Liver cancer is a major contributor to cancer mortality and has major racial disparities in incidence, with Hispanics, Asians, and Blacks all having significantly higher incidence than Whites. Survival rates for liver cancer are among the worst across all primary sites, and there has been little improvement over time. Therefore, investigating pathways to prevent liver cancer is likely the best approach to reduce its burden. Hepatocellular carcinoma (HCC) comprises the majority of all liver cancer cases. The biological pathways underlying the development of HCC are fairly well understood, with chronic liver injury leading to cirrhosis and oncogenic mutations. There are multiple types of liver injury which can lead to HCC, but the major pathways include hepatitis B, hepatitis C, alcoholic liver disease, and non-alcoholic fatty liver disease, typically secondary to type 2 diabetes and obesity. All of these pathways are preventable or modifiable, yet liver cancer rates continue to rise. Furthermore, these pathways do not explain why there are observed racial disparities in liver cancer. Past studies in breast and colorectal cancer have shown that racial residential segregation can increase the risk for incidence and decrease survival. Segregation is believed to play a role by increasing exposure to environmental risk factors or by limiting the socioeconomic status and health care access of affected communities. Despite the strong racial disparities in liver cancer, previous work has not investigated a potential link between racial segregation and liver cancer. The goal of this fellowship is to test the hypothesis that racial residential segregation is related to the development of, and mortality from, hepatocellular carcinoma. This will be achieved via three aims.
In Aim 1, a novel local spatial index of segregation will be developed by using transportation data.
For Aim 2, the potential relationship between this segregation index and the mortality rate of HCC will be investigated via regression analyses. Finally, Aim 3 will test if segregation affects an individual?s risk of developing HCC, once they already have acquired a liver disease or hepatitis. This shall be investigated by using a retrospective cohort of patients with liver disease or hepatitis and monitoring if and when they develop HCC. Through these three aims, the potential relationship between segregation and HCC shall be examined at both the beginning and end of HCC. This fellowship will result in novel methods and identify new relationships and epidemiological patterns that can help to target future efforts to reduce the burden of HCC.

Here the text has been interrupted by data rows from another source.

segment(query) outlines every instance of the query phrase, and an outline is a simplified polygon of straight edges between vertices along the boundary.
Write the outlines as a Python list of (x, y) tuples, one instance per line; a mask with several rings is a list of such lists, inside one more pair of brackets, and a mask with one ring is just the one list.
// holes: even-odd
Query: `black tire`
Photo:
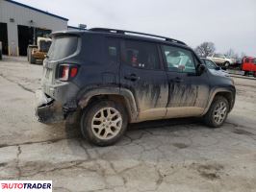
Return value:
[[(215, 120), (215, 113), (216, 113), (216, 109), (218, 108), (218, 106), (220, 103), (224, 103), (226, 106), (226, 113), (223, 116), (223, 120), (221, 121), (221, 123), (218, 123)], [(210, 128), (219, 128), (223, 125), (223, 123), (225, 122), (228, 112), (229, 112), (229, 103), (227, 101), (227, 99), (223, 96), (216, 96), (214, 101), (212, 102), (212, 105), (210, 107), (210, 108), (208, 109), (207, 113), (204, 115), (204, 122), (207, 126), (209, 126)]]
[(37, 61), (36, 58), (34, 58), (33, 56), (31, 56), (30, 57), (30, 63), (31, 64), (36, 64), (36, 61)]
[[(121, 123), (119, 131), (117, 131), (116, 132), (116, 135), (109, 139), (107, 138), (102, 139), (102, 138), (99, 138), (95, 132), (93, 132), (93, 131), (95, 132), (95, 130), (92, 131), (92, 119), (95, 116), (97, 116), (96, 114), (101, 109), (106, 108), (111, 108), (118, 111), (119, 112), (118, 114), (121, 116), (122, 123)], [(106, 114), (104, 114), (104, 116)], [(104, 101), (92, 103), (86, 109), (84, 109), (80, 122), (81, 122), (81, 132), (82, 132), (83, 136), (86, 139), (88, 139), (90, 143), (97, 145), (97, 146), (109, 146), (109, 145), (115, 144), (124, 134), (126, 128), (127, 128), (127, 124), (128, 124), (128, 115), (127, 115), (126, 109), (124, 108), (122, 105), (115, 103), (114, 101), (104, 100)], [(104, 123), (101, 122), (100, 125)], [(104, 134), (106, 132), (106, 129), (107, 128), (104, 128), (102, 129), (102, 131), (98, 131), (97, 133), (101, 134), (103, 132), (103, 134)], [(113, 128), (110, 128), (110, 129), (112, 130)]]

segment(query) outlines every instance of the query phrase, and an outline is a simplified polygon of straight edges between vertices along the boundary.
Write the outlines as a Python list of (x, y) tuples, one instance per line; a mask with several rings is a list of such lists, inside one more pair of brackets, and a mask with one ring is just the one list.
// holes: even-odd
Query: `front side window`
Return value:
[(124, 40), (122, 61), (138, 68), (160, 69), (157, 46), (150, 42)]
[(168, 71), (195, 73), (195, 65), (191, 51), (167, 45), (163, 45), (162, 49)]

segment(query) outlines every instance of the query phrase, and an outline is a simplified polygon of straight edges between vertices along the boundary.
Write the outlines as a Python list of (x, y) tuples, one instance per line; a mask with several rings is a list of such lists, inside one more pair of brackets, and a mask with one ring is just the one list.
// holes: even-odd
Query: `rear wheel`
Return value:
[(229, 111), (229, 103), (223, 96), (217, 96), (208, 112), (204, 116), (204, 122), (211, 128), (219, 128), (223, 125)]
[(224, 62), (224, 66), (225, 66), (225, 67), (227, 67), (227, 68), (228, 68), (228, 67), (229, 67), (229, 65), (230, 65), (230, 63), (229, 63), (228, 61), (225, 61), (225, 62)]
[(108, 146), (123, 135), (127, 123), (127, 112), (122, 105), (113, 101), (101, 101), (83, 111), (81, 132), (90, 143)]

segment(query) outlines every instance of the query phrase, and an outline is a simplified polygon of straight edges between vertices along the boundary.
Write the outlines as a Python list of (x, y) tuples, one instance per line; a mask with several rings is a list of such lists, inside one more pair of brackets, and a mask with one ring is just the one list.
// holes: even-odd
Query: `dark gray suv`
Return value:
[(93, 144), (114, 144), (128, 123), (154, 119), (201, 116), (220, 127), (234, 106), (232, 79), (211, 73), (182, 41), (103, 28), (52, 38), (37, 115), (51, 123), (80, 112)]

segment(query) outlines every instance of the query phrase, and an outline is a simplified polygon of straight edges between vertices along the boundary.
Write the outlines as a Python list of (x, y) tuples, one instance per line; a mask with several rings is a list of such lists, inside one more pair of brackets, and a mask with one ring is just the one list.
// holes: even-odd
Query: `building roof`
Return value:
[(20, 6), (20, 7), (23, 7), (23, 8), (27, 8), (27, 9), (30, 9), (30, 10), (33, 10), (33, 11), (36, 11), (36, 12), (41, 12), (41, 13), (44, 13), (44, 14), (47, 14), (47, 15), (50, 15), (50, 16), (53, 16), (53, 17), (56, 17), (56, 18), (60, 18), (62, 20), (65, 20), (65, 21), (68, 21), (67, 18), (64, 18), (64, 17), (62, 17), (62, 16), (59, 16), (59, 15), (56, 15), (56, 14), (53, 14), (53, 13), (50, 13), (50, 12), (44, 12), (44, 11), (41, 11), (41, 10), (38, 10), (37, 8), (33, 8), (33, 7), (30, 7), (30, 6), (27, 6), (25, 4), (22, 4), (22, 3), (18, 3), (16, 1), (13, 1), (13, 0), (5, 0), (9, 3), (13, 3), (13, 4), (15, 4), (17, 6)]
[(67, 25), (67, 29), (73, 29), (73, 30), (83, 30), (82, 28), (80, 27), (74, 27), (74, 26), (70, 26), (70, 25)]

Liver cancer has the fifth highest mortality rate of cancers in the United States and has severe racial disparities in incidence. Potential relationships between racial residential segregation and hepatocellular carcinoma (HCC) will be investigated in this fellowship, building on innovative spatial and Bayesian statistical analysis techniques. With an inter-disciplinary approach, I will develop methods and identify new relationships and epidemiological patterns that can help to target future efforts to reduce the burden of HCC.